In qualitative research, certain steps are taken to ensure trustworthiness. The different steps in content analysis, described by Graneheim and Lundman [Citation23,Citation24], were followed during the analysis. Different interpretations of texts, such as transcribed interviews, do exist. During the analysis three different authors took part to enhance dependability. No data were left out and the appropriateness of categories and sub-categories was discussed in relation to the context.

Quotations were given to make the interpretation clear [Citation23,Citation24]. To establish credibility a purposive sampling, with the aim of creating the greatest possible variation in terms of age, gender and occupational status, is often conducted [Citation22]. In this study, a consecutive sampling method was used and following this, more women than men participated and the majority of the participants were 50 years old or more. However, this reflects the epidemiological distribution of distal radius fractures and, both young and middle-aged, as well as elderly, and both men and women, were represented. All the participants had undergone surgery at the same clinic, which may also influence the result. The clinic has a large catchment area and participants with different sociocultural backgrounds, with respect to living in a city or in a rural area, were represented. They also represented different occupational backgrounds.

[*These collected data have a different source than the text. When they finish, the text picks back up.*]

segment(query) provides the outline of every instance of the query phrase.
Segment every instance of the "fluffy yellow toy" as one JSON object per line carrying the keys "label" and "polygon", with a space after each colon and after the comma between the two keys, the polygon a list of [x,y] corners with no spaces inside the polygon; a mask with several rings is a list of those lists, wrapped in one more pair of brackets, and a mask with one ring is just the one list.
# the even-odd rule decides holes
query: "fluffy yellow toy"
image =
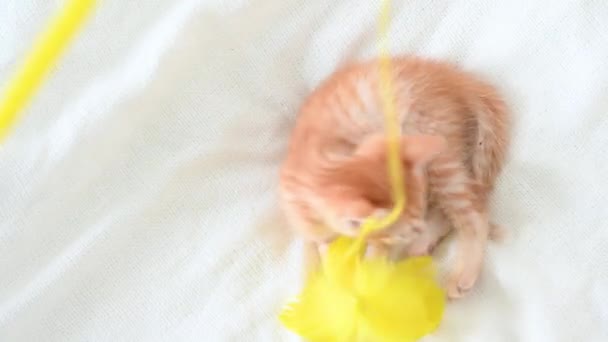
{"label": "fluffy yellow toy", "polygon": [[395,207],[382,221],[367,220],[357,239],[334,241],[320,271],[310,276],[302,294],[279,316],[283,325],[310,341],[416,341],[435,330],[443,316],[445,294],[431,257],[399,262],[363,257],[367,234],[394,223],[405,207],[386,41],[389,5],[388,0],[383,2],[380,16],[380,76]]}
{"label": "fluffy yellow toy", "polygon": [[[374,222],[370,222],[370,225]],[[361,239],[340,238],[281,322],[309,341],[408,342],[437,328],[445,296],[430,257],[363,258]]]}

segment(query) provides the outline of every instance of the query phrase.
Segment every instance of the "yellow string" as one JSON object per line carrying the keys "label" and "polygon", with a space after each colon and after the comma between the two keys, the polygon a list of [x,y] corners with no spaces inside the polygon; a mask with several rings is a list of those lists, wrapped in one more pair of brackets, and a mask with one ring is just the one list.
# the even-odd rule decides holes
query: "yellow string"
{"label": "yellow string", "polygon": [[[391,1],[383,0],[379,17],[379,75],[380,75],[380,96],[384,112],[385,129],[387,134],[388,152],[388,175],[393,196],[393,209],[381,220],[369,219],[361,229],[362,233],[359,242],[373,231],[384,229],[401,216],[406,205],[405,182],[403,179],[403,168],[399,156],[400,129],[395,108],[395,94],[393,89],[391,55],[388,44],[388,29],[390,24]],[[358,244],[357,244],[358,245]]]}
{"label": "yellow string", "polygon": [[0,100],[0,142],[30,101],[95,7],[96,0],[68,0],[28,54],[25,63],[8,83]]}
{"label": "yellow string", "polygon": [[387,134],[387,164],[394,206],[384,219],[365,221],[353,241],[335,240],[322,271],[280,315],[281,322],[304,338],[319,341],[413,341],[435,330],[445,306],[431,257],[396,263],[362,258],[365,237],[393,224],[406,205],[400,158],[400,125],[395,106],[388,48],[390,0],[382,0],[379,20],[379,81]]}

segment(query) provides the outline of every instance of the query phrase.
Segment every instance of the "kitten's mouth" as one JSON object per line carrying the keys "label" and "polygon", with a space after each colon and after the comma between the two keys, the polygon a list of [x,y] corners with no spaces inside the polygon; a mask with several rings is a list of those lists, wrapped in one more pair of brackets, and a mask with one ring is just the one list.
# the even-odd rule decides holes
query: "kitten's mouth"
{"label": "kitten's mouth", "polygon": [[410,243],[412,243],[413,240],[414,239],[411,236],[400,236],[400,235],[394,235],[394,236],[388,236],[388,237],[382,238],[382,242],[389,246],[409,245]]}
{"label": "kitten's mouth", "polygon": [[411,234],[398,234],[391,232],[393,227],[388,227],[382,232],[377,232],[372,234],[368,241],[372,241],[374,243],[382,243],[387,246],[402,246],[410,244],[414,239]]}

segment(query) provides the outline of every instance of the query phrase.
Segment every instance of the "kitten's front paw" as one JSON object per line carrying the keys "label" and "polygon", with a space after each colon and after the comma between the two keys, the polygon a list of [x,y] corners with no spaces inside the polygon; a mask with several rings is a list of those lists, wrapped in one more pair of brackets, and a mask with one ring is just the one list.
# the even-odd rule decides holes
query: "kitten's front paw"
{"label": "kitten's front paw", "polygon": [[462,270],[452,273],[447,280],[446,290],[448,298],[458,299],[464,297],[475,286],[479,271]]}

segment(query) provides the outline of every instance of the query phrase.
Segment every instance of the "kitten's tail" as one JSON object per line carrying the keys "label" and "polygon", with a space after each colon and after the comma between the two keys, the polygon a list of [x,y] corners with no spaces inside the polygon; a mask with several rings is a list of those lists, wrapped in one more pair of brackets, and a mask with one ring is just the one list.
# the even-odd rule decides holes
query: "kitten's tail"
{"label": "kitten's tail", "polygon": [[473,173],[478,182],[494,187],[502,171],[511,134],[511,118],[507,105],[497,91],[482,84],[475,107],[478,117],[477,141],[473,153]]}

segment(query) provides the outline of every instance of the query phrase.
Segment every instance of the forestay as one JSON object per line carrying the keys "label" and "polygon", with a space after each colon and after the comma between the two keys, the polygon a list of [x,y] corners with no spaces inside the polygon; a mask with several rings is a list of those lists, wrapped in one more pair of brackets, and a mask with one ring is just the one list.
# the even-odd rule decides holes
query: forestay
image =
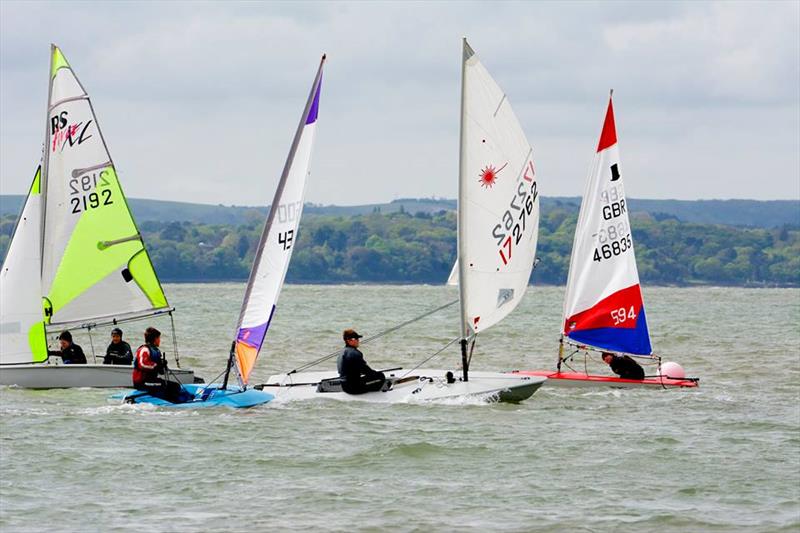
{"label": "forestay", "polygon": [[458,280],[466,338],[522,300],[536,255],[539,196],[533,150],[466,39],[462,69]]}
{"label": "forestay", "polygon": [[235,342],[236,365],[242,385],[247,385],[249,381],[250,372],[275,314],[275,306],[292,258],[316,133],[324,63],[325,56],[320,61],[295,133],[247,282]]}
{"label": "forestay", "polygon": [[56,46],[42,195],[45,322],[124,318],[168,307],[89,95]]}
{"label": "forestay", "polygon": [[40,276],[41,171],[39,166],[0,271],[0,364],[47,359]]}
{"label": "forestay", "polygon": [[611,98],[575,230],[564,317],[564,335],[577,342],[651,353]]}

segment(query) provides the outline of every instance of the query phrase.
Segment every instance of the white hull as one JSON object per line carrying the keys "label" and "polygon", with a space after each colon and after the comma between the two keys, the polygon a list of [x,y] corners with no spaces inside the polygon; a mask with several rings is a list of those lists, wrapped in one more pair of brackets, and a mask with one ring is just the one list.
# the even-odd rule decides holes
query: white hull
{"label": "white hull", "polygon": [[[124,365],[3,365],[0,385],[26,389],[69,389],[73,387],[116,388],[133,385],[133,367]],[[194,383],[193,370],[172,370],[181,383]],[[170,376],[170,380],[176,378]]]}
{"label": "white hull", "polygon": [[514,376],[500,372],[470,372],[469,381],[456,378],[447,383],[447,370],[419,368],[411,372],[396,370],[386,373],[387,378],[414,377],[395,383],[386,392],[347,394],[345,392],[318,392],[320,381],[338,377],[335,371],[299,372],[277,374],[264,384],[263,390],[275,395],[278,401],[311,400],[318,398],[380,403],[413,403],[428,400],[456,398],[479,398],[486,401],[521,402],[530,398],[547,378],[538,376]]}

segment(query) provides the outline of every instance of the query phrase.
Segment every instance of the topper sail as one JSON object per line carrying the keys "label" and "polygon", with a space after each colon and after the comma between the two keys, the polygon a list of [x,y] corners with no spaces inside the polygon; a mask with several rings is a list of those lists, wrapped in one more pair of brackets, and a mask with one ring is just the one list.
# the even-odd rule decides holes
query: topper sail
{"label": "topper sail", "polygon": [[575,229],[562,332],[605,350],[652,353],[610,97]]}
{"label": "topper sail", "polygon": [[[697,387],[697,378],[685,378],[682,373],[679,376],[662,373],[661,358],[652,355],[633,253],[611,97],[575,228],[561,333],[555,372],[524,370],[518,373],[546,377],[551,386]],[[565,356],[565,344],[572,344],[575,351]],[[583,352],[588,361],[592,348],[654,360],[659,365],[658,374],[629,379],[592,375],[588,371],[562,372],[562,365],[572,370],[568,361],[579,352]],[[674,368],[674,364],[665,367]]]}

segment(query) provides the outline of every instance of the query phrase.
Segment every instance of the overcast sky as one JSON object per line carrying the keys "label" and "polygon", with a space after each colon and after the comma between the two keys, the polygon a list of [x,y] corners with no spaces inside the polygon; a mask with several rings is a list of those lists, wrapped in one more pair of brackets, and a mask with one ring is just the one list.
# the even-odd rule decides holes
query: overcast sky
{"label": "overcast sky", "polygon": [[800,2],[0,2],[0,193],[27,191],[49,43],[126,194],[269,203],[323,52],[306,200],[457,194],[461,36],[540,189],[577,196],[613,87],[636,198],[800,198]]}

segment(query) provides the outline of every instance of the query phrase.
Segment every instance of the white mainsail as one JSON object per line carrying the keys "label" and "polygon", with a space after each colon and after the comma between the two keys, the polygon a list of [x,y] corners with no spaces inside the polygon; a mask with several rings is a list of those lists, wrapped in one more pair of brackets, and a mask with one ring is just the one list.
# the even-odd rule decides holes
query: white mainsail
{"label": "white mainsail", "polygon": [[651,353],[611,97],[575,228],[562,332],[601,349]]}
{"label": "white mainsail", "polygon": [[508,98],[464,39],[457,263],[462,338],[502,320],[528,287],[539,231],[532,157]]}
{"label": "white mainsail", "polygon": [[269,329],[297,239],[306,178],[311,164],[311,149],[317,129],[324,64],[325,56],[322,56],[270,206],[269,217],[261,233],[242,302],[234,346],[242,385],[247,385],[250,379],[250,372],[255,366],[258,352]]}
{"label": "white mainsail", "polygon": [[39,166],[0,270],[0,364],[47,359],[39,275],[41,171]]}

‘Saturation of data’ was not taken into consideration with respect to sample size, but the decision was instead guided by the concept of information power, as described earlier [Citation21]. One interview was not analysed due to the major and unexpected complication of implant failure, because the fracture had lost the reduction and the fracture had healed in the same mal-position as prior to the osteotomy. This was considered as not belonging to the picture after a corrective osteotomy, as the other complications that respondents spoke of do. Experiences relating to complications were not described in detail by the participants. More focus on this during the interviews might have revealed more information relating to emotions and expectations with respect to this important topic.

In terms of creating conformability, the technique of constantly confirming and asking the participant to clarify information was used during the interviews. With respect to transferability, the experiences may be transferable to experiences of everyday life one year after initial surgical treatment, following a distal radius fracture.

Conclusion

One year after a corrective osteotomy following malunion of a distal radius fracture, the patients’ experiences represent a continuum. Some are still restricted by their wrist occasionally, the majority experience an increased ease in their performance of activities of daily life and some regard themselves as fully restored. The recovery has a positive impact on social relationships and the patients’ wellbeing.

Disclosure statement

No potential conflict of interest was reported by the author(s).

Additional information

Funding

This study was funded by the [Local Research and Development Board of Gothenburg and Södra Bohuslän] under Grant [no: VGFOUGSB-574911]; [ALF agreement Vastra Gotaland] under Grant [no: 74020]; [Felix Neubergh]; [Hjalmar Svensson]; and [the Sahlgrenska Hospital] under Grant [2019].